En penumbra ascendimos escalones lamidos por el uso. Detrás de las puertas se acumulaban miradas. Se abrió una luz y penetramos en una estancia en la que el suelo rechinaba a nuestro paso. En una viga anidaba un pavo real de reflejos irisados. Pasada una cortina de cuentas, María la Tremenda con autoridad de matrona ordenó que me sentase. En la mesa que nos separaba, en el centro de un tapete que en tiempos fue verde, brillaba tenue la llama de una candela. Después de unas preguntas, que me parecieron inanes, sobre mi origen y mi ocupación en la vida, retiró de un cajón un pomo esférico. Sumergiendo los dedos en la sustancia untuosa, marcó una cruz en la frente y otra en cada sien. Permaneció así, en silencio, animada sólo por sacudidas de fervor. Un trueno partió el cielo. De un estante dislocado señaló dos estatuillas, Yemayá, madre de agua, y Olokun, mitad hombre, mitad pez.

La mirada congelada, la voz afónica, sentenció: “Tú que vienes del mar inmenso tendrás en estos santos, protección y refugio. Ellos me contarán tu futuro”. De la raya que separaba sus pechos extrajo un saquito con pequeñas conchas marinas. Las sacudió con ímpetu, balbuceando en una lengua de cuerda africana. Los caracoles parecían revivir en el tapete. En la estancia contigua el pavo real liberó un sonido gutural, algo estridente. Después de observar las conchas, María la Tremenda cerró los ojos dejándose llevar por el éxtasis. Con voz quebrada recitó una serie de sentencias, de las que en mi torpor alucinado tan sólo retuve mitad: “Un hombre viejo, de barba blanca y pecho consumido por el humo, te va a ayudar en la vida” “Tendrás suerte en todo excepto en el amor, en el que serás desgraciado” “Dejarás en esta isla uniones imposibles, mitad hombre, mitad sirena” “Sentirás haber jurado en falso por la gloria de Yemayá, madre da agua” “Vete y no regreses nunca a la Habana”. “Ve, ve, allá afuera te esperan”.
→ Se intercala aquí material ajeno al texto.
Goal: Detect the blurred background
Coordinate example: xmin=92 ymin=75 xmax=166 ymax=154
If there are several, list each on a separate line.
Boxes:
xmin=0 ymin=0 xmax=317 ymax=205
Salí y llovía con cadencia de roncón. Los tres hombres continuaban marcando territorios con su humo azul. “Te esperábamos”, dijeron. “Alguien quiere verte”. Me condujeron por callejuelas oscuras hasta llegar al pié de la Ceiba sagrada. Allí, esperándome: un viejo de barba blanca, mitad hombre, mitad pez. Escampaba. Tremenda María.